We feel that people are not aware of potential savings of cooking at home. We wanted to build a tool that lets users see something they want, and know what they need to make it with one click. This tool will find the best possible price, balancing the cost of the ingredients and travel cost to the nearest supermarket. We want to incentivize home cooking by saving users time and money.

What it does

Praisal is a browser extension that reads webpage content, ideally a recipe, and generates a list of ingredients. The ingredients are passed to an API to get ingredient prices and proximity to the user. We list the ingredients, sum their prices, and display relative savings for buying in bulk.
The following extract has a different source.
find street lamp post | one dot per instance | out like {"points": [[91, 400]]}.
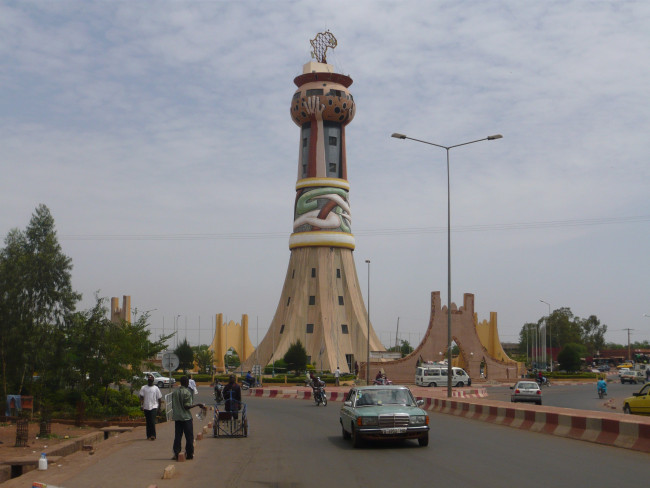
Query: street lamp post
{"points": [[368, 349], [447, 148], [550, 335]]}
Recipes from pages can be saved locally or with Google sync, so they can be recalled later.

How we built it

We used a detailed grocery API, which matches ingredients with prices. The Chrome extension is built using the Chrome API and vanilla JavaScript.

Challenges we ran into

The food API we used is not one of the APIs offered by Hack Western. They give limited API requests and we would have needed to pay for consistent access. Getting the prices for each individual ingredients counts as API request, so we would run out of available requests during the demo. In order to solve this problem, we designed our project so it's compatible with the API for the future, but we substituted the API with a mock API written using Express.js, to demonstrate functionality without the "ideal" software architecture.

Accomplishments that we're proud of

We have a demo-able product that shows people what they need to know and why it's useful.

What we learned

We learned about focusing on what's important. With limited time and resources, we built a lightweight app that demonstrates the key idea we want to pitch. Chrome extensions are essentially webpages.

What's next for Praisal

Praisal could be fully integrated with a food API, for more robust ingredient matching and an enormous database of prices and nearby locations to choose from. In that case, API requests must be optimized. It's too expensive to retrieve "eggs" over and over.
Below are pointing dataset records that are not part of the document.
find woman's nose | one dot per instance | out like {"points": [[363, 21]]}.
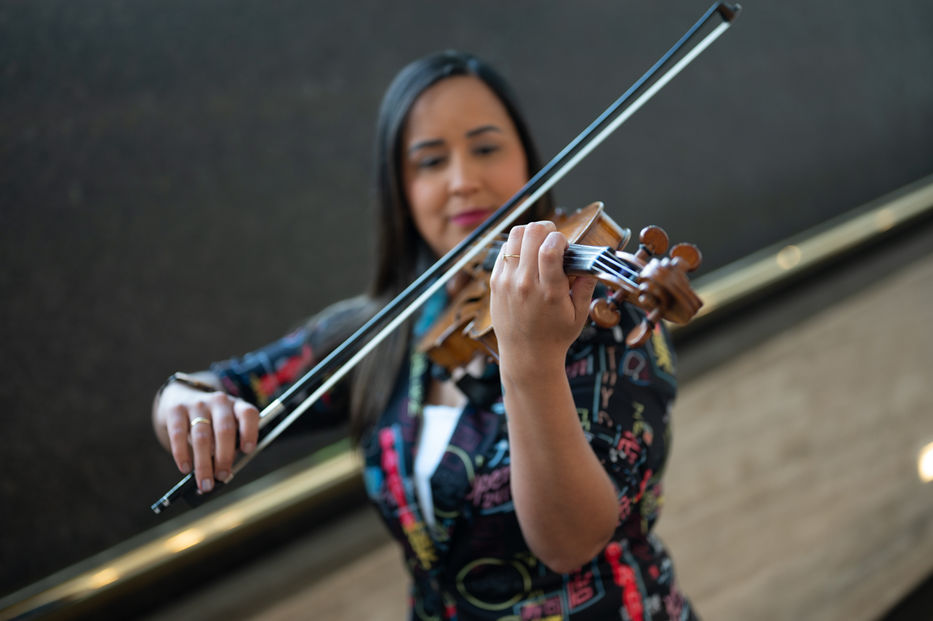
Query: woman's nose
{"points": [[464, 176]]}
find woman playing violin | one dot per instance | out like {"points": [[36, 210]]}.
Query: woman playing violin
{"points": [[529, 492]]}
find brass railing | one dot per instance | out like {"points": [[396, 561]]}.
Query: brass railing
{"points": [[336, 470]]}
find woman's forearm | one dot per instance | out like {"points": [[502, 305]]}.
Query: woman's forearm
{"points": [[564, 499]]}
The next "core" feature would be to add grocery planning over time. The Chrome extension should allow users to maintain a grocery list. This would fully realize the extension's goal of automating grocery shopping.

The extension could use machine learning to become more literate online and read recipes on blogs more accurately.

We may also add optional parameters for food qualities (organic, vegan, etc).

This tool could potentially be integrated with an online supermarket such as Amazon Pantry. The summary provided by the tool could be ordered online with one click for an instant home cooking package delivery request.